2023 Double-Dip Uptier Exchange
Transaction
Prior to the chapter 11 filing, the At Home Group debtors consummated a double-dip uptier exchange transaction in May 2023. According to the first day declaration, the debtors completed a liability management transaction through a new-money financing and unsecured senior notes exchange for additional liquidity.
As part of the double-dip transaction, At Home Group created a new Cayman entity as a restricted subsidiary and issued $200 million of new 11.5% secured notes due 2028, which has a guarantee from the existing parent company and whose proceeds were sent back to the ParentCo through an intercompany loan. The company did not transfer any assets to the new entity, but the guarantee and the intercompany loan are both pari passu with existing secured debt.
An illustrative chart of the double-dip transaction from the debtors’ first day hearing presentation is below:

As part of the uptier exchange, unsecured noteholders exchanged $447 million of existing notes into new $412 million PIK secured toggle notes at 0% of par plus accrued interest.
Treatment of Double-Dip Claim
Both claims that originated as a result of the 2023 transaction are being recognized as part of the proposed restructuring plan. Secured claims, according to the RSA, include both the $200 million Cayman notes claims and $200 million of intercompany note claims. According to the RSA, each holder of an allowed intercompany notes claim shall receive a pro rata share of 100% of the pre-dilution reorganized equity; “provided that such holder’s recovery under the Plan shall be payable to the indenture trustee and collateral agent for the Cayman Notes for distribution to the holders of the allowed Cayman Notes Claims.”
Prepetition claim amounts are shown below, including the intercompany claims:

Since the proposed plan would hand 98% of reorganized equity to DIP lenders, post-dilution, the intercompany claim would effectively be worthless. Further, intercompany claimholders are excluded from the new-money DIP syndication, and since the proposed plan requires lenders participating in the DIP to roll up their Cayman note claims first, the intercompany note claims would be extinguished as laid out in the RSA.
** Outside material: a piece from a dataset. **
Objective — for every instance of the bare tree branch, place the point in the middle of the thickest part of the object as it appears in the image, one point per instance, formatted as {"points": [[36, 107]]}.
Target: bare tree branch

According to the RSA, the intercompany note secured obligations would be deemed repaid on a dollar-for-dollar basis as the Cayman note secured obligations are rolled up into tranche B DIP loans.
The backstop group, according to the first day declaration, owns over 99% of Cayman note claims. Therefore, per the terms of the RSA, the initial $100 million of the new-money portion of the DIP held back for backstop parties would result in all $200 million of Cayman note claims rolled up into the DIP and deemed “repaid” under the RSA.